Preference model restricted to BTL: The method defaults to the BTL sigmoid link. Extending to Thurstone models remains future work.
Experimental scope: Evaluation is limited to 8 Meta-World tasks; MCP lags in specific tasks (box-close, dial-turn), requiring careful interpretation of average ranks.
Theoretical-Practical Gap: Theory assumes realizability (\(r^\star\in R, P_h^\star\in P_h\)); theoretical values for \(\lambda\) depend on unknown concentrability coefficients, requiring tuning in practice.
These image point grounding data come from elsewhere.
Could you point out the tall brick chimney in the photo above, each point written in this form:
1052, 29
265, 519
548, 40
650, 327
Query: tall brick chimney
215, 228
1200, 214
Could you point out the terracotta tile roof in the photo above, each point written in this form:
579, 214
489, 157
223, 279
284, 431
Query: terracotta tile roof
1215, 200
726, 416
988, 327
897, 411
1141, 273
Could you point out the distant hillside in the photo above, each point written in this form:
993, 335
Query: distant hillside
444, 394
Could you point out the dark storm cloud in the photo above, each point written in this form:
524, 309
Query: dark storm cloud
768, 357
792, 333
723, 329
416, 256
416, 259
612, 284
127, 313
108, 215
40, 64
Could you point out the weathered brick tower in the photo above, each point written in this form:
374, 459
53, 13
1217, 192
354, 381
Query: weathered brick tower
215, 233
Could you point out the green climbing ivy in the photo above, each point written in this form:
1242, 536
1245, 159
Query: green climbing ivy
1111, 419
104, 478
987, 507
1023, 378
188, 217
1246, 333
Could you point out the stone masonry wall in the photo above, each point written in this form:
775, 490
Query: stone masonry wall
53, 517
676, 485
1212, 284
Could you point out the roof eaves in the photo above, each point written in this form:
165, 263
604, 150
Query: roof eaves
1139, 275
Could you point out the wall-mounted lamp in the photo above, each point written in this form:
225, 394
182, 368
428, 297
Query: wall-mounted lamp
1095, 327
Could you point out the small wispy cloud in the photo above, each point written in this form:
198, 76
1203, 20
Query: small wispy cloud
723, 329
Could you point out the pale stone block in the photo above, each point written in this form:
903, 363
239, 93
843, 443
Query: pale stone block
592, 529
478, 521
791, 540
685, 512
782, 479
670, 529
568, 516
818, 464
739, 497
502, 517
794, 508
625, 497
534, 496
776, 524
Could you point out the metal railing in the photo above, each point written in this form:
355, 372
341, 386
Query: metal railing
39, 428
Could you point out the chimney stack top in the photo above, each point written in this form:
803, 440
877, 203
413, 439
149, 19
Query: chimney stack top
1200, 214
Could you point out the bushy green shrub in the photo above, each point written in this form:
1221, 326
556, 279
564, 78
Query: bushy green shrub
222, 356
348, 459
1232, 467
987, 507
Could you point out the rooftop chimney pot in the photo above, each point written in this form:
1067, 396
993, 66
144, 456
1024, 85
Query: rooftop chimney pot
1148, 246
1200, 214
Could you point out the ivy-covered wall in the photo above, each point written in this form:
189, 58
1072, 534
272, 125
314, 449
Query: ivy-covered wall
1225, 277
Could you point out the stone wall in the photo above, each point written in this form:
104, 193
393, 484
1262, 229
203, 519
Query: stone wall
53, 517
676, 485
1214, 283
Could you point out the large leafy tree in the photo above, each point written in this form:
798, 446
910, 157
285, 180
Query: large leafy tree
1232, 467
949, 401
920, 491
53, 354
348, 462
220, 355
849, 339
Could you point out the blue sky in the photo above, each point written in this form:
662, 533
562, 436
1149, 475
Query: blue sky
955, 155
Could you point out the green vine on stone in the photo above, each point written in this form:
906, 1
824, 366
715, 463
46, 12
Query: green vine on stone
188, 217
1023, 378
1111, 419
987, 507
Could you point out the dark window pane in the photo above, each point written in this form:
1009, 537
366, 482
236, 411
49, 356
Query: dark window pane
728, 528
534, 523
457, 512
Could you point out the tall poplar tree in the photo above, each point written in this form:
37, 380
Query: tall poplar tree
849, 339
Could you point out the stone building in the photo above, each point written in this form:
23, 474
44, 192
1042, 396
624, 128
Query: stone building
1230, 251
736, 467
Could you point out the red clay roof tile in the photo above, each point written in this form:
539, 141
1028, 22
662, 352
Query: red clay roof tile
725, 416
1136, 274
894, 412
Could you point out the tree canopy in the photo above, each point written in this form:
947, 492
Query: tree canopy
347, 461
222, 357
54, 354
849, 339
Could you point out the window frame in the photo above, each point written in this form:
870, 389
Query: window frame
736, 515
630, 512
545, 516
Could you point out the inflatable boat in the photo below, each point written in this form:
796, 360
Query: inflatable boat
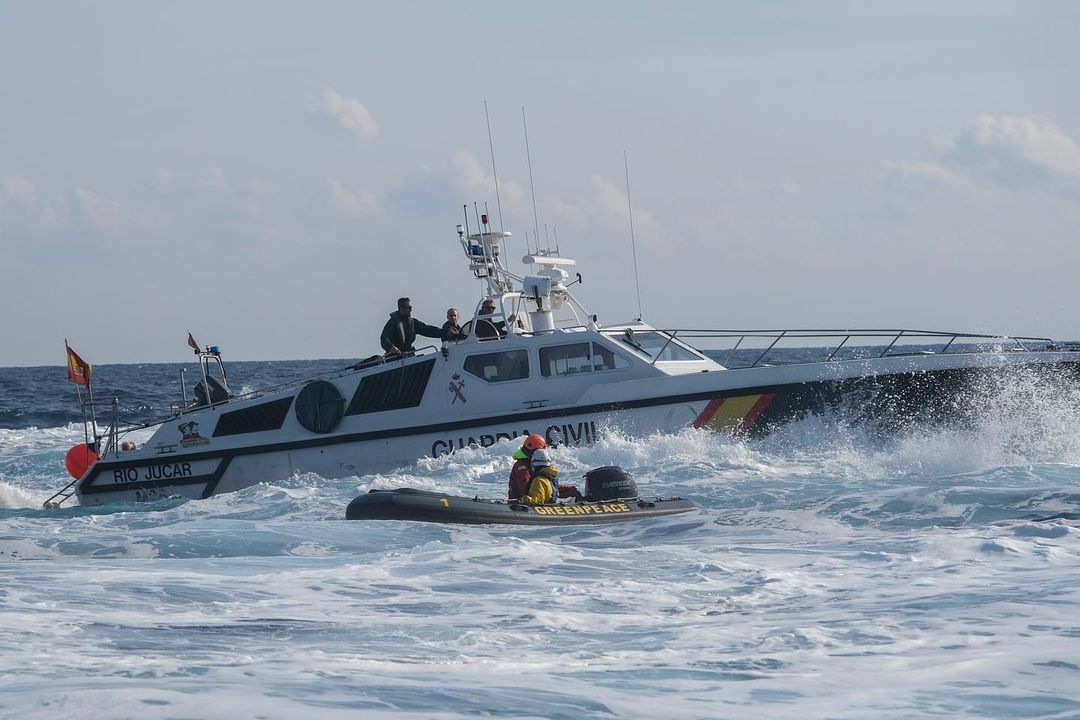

vs Principled-RLHF: Both handle partial coverage and are tractable, but the former is restricted to linear reward models; MCP utilizes general function approximation.
vs FREEHAND / Sim-OPRL: Both are provable under general approximation but rely on intractable explicit confidence sets.
vs APPO: Both are model-based and tractable. APPO requires value function smoothing (realizability dependent) and has \(O(\epsilon^{-4})\) complexity; MCP is \(O(\epsilon^{-2})\) and avoids extra value functions.
vs OPRL / IPL: These require full coverage and provide no sample efficiency guarantees for partial coverage.

Rating¶

Novelty: ⭐⭐⭐⭐⭐ First offline PbRL algorithm to be both provably sample-efficient and computationally tractable under partial coverage and unknown dynamics.
Experimental Thoroughness: ⭐⭐⭐⭐ Extensive multi-dimensional analysis, though task domains are relatively narrow.
Writing Quality: ⭐⭐⭐⭐ Clear motivation linking theory to algorithm.
Value: ⭐⭐⭐⭐⭐ Solid theoretical contribution resolving the "provable vs. tractable" tension.